Spacewalking Russians gathered seeds and spores that have been stuck outside the International Space Station for months if not years and gave a ceremonial send-off Wednesday to a flash drive containing special messages for their motherland.
Cosmonaut Sergey Volkov waited for good camera views before tossing the flash drive overboard as the space station sailed 250 miles (402 kilometers) above the Pacific. The blue, cloud-specked Earth provided a stunning backdrop.
The flash drive includes videos and messages pertaining to the 70th anniversary of Russia's Victory Day last year. It was attached to a small bundle stuffed with towels to provide some bulk.
"There it goes," Volkov said in Russian as he let go of the package with his right gloved hand. "Just beautiful," he noted as it spun slowly, appearing to tumble toward Earth. Spacewalking partner Yuri Malenchenko floated nearby.
"That's perfect guys," Russian Mission Control radioed from outside Moscow.
The job was added just a few days ago. NASA said the jettisoned package would pose no hazard to the orbiting lab. Flight controllers expect the bundle to harmlessly re-enter the atmosphere in a few weeks.

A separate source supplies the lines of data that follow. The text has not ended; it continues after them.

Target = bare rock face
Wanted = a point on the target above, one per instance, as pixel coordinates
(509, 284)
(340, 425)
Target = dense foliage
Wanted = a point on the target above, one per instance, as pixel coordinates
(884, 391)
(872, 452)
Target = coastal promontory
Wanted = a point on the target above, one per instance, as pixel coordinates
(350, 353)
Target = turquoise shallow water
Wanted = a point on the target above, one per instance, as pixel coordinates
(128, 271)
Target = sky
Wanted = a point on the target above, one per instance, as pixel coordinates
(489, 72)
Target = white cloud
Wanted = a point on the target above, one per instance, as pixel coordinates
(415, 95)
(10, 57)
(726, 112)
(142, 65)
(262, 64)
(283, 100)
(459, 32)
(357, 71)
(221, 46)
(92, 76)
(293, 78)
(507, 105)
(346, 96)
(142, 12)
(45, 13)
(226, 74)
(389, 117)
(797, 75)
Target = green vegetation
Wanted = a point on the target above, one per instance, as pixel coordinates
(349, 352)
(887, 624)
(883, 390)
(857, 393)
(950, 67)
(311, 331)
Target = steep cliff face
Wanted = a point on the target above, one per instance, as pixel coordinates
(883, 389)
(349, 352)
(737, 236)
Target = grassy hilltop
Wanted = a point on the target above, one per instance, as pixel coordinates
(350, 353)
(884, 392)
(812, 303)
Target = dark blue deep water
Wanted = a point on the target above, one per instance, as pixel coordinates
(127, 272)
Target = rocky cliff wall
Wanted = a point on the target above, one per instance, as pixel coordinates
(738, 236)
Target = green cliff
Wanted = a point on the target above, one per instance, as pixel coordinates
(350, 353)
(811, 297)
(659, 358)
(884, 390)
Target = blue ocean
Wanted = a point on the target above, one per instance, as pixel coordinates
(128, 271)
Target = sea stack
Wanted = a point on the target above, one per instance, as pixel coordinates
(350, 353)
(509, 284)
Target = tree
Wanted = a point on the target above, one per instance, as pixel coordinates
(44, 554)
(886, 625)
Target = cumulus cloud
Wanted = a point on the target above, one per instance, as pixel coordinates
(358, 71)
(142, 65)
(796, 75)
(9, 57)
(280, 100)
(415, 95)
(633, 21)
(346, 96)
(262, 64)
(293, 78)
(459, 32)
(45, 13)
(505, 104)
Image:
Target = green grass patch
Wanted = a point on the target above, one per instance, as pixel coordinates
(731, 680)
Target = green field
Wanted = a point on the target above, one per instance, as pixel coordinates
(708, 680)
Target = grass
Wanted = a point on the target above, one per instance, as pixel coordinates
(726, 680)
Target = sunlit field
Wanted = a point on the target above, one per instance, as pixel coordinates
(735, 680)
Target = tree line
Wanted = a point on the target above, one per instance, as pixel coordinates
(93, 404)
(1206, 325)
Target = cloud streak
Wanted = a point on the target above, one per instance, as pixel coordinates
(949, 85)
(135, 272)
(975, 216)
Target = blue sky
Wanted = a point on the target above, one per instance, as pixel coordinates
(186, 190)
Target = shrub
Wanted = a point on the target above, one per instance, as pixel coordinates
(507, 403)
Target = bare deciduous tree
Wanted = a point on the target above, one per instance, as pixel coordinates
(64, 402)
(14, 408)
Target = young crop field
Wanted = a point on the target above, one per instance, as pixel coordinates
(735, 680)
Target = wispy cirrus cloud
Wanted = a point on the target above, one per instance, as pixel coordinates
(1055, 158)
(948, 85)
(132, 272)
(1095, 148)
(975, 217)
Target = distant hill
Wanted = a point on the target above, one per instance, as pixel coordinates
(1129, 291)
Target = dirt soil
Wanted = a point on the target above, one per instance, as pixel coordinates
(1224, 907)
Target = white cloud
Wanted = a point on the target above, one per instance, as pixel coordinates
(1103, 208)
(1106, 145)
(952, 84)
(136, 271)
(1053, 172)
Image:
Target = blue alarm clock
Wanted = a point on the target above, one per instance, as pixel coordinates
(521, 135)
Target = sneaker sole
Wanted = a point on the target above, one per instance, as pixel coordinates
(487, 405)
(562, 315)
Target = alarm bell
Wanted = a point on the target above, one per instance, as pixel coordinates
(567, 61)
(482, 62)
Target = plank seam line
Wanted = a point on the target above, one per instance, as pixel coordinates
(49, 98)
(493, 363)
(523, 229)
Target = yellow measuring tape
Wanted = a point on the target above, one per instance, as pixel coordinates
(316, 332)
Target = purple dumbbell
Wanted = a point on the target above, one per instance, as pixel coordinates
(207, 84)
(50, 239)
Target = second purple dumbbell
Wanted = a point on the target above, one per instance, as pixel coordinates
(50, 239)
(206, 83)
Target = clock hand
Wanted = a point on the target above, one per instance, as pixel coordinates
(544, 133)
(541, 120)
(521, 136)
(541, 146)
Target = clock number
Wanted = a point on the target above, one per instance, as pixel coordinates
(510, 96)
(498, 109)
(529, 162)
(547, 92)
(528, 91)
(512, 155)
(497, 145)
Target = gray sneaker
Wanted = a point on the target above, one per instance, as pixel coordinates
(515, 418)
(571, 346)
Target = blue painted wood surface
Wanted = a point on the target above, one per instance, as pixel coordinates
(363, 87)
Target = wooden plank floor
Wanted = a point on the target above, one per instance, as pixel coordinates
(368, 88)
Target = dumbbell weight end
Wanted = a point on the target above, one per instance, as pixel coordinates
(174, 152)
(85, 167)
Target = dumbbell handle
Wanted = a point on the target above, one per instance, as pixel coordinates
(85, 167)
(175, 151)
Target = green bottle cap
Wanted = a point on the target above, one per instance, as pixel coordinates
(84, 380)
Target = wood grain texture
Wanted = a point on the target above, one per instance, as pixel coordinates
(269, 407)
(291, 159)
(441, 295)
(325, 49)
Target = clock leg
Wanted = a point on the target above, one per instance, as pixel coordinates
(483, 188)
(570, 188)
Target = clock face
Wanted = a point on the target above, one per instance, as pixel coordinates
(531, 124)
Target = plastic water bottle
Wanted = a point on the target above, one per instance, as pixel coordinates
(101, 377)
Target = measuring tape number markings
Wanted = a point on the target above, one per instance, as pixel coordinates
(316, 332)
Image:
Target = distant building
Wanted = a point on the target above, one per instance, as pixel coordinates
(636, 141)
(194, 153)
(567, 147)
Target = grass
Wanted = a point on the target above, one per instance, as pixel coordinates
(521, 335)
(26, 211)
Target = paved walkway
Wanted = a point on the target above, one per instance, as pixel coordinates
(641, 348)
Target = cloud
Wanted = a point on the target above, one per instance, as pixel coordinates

With that accomplished, the spacewalkers set off to retrieve research equipment that has been outdoors since 2009. The trays include plant seeds as well as spores from fungi and bacteria; the specimens typically were replenished every year or two and returned to Earth for analysis. The cosmonauts set out fresh experiments elsewhere on the space station, then found themselves fussing over a dispenser in a surface- coating experiment.
The roll of tapelike film in the dispenser kept jamming, frustrating Malenchenko and Volkov as they tried to coat an outdoor sample board. Only one attempt appeared to succeed.
"It glued on so nicely. It's like a perfect sticker," one of the spacewalkers reported. "Are we done?" They weren't, but Russian Mission Control advised them a few minutes later to wrap it up and head back in.
The spacewalk lasted nearly five hours.
NASA, meanwhile, is still trying to understand why water leaked into a U.S. astronaut's helmet last month.
The Jan. 15 spacewalk had to be cut short because of the problem, a repeat of what happened to an Italian spacewalker in 2013. That first incident was considerably more serious, involving much more leakage.
The Russians use different types of suits, which functioned well Wednesday. As for U.S. spacewalks, astronauts will go out only in an emergency until the leakage is understood and corrected, according to NASA.
Six men currently live at the space station: three Russians, two Americans and one Briton.